それを見たもう一人も鼻白んで襲いかかっていく。二人がかりでなんとか高そうな指輪を取り上げようとするけれど、おやおや意外や意外、坊っちゃんはひらりひらりと避けていく。へぇ、やるじゃん。緊張してるからか足さばきは少しぎこちないけど、あれは結構ちゃんとした訓練を受けてるね。

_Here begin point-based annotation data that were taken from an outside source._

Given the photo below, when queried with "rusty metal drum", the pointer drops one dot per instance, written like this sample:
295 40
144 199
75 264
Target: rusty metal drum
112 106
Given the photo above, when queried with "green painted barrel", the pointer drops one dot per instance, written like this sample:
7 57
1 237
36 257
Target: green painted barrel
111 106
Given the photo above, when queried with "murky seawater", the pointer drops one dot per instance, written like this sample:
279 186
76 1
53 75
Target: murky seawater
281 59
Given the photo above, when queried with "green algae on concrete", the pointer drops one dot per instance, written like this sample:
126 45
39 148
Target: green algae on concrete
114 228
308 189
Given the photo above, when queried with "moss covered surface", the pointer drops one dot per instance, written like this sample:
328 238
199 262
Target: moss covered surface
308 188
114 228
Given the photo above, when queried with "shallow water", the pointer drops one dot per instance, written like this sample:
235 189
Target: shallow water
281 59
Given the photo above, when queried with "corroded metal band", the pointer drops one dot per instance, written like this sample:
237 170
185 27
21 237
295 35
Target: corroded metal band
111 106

そうしていると二人組はお互いの足がぶつかって、そろってゴミ溜めに頭から突っ込んでった。あら、ばっちい。
「だ、大丈夫ですか?」
私から見たら完全に酔っ払いどもの自業自得なんだけど、さすがは育ちの良い坊っちゃん。カツアゲされてるのに相手を心配する気配りを見せた。
にもかかわらず。
「……こんの野郎」
傭兵ってのは短気で頭に血が昇りやすい人間が多いんだけど、コイツらもその例に漏れなかった模様。アルコールで赤らんだ顔を怒りでさらに真っ赤っ赤にして、そろって剣を抜いた。
気持ちは分からんでもないけどさぁ?
「はーい、そこまで」
子供相手にカツアゲしてる時点で人間として終わってるけど、剣を抜くのは完全にアウト。目撃しちゃった以上、このまま明日の朝に子どもの死体が新聞に載るのも目覚めが悪いし、口を挟まざるをえないっしょ。
「さすがにそれ以上はやりすぎじゃない?」
「なんだテメェは! どっかのメイドかぁ? 下女なんかが邪魔すんじゃねぇ!」
「引っ込んでろっ!」
「まぁまぁ落ち着いて。カモにしようと思ってた坊っちゃんにチンチンにバカにされて頭がスチームポットになるの分かるけど、いい大人が子ども相手に剣を抜いちゃダメでしょ」
カツアゲとか一発殴られたくらいなら貴族もプライドあるしそこまで大事にしないだろうけど、剣で怪我させたり最悪死なせちゃったらギルド含め絶対黙っちゃいないよ?
私はそう思うんだけど、元々おつむが弱いうえにアルコールでやられたおじさんたちはそこまで頭が回らないらしい。問答無用とばかりに私に向かって剣を振り上げてきた。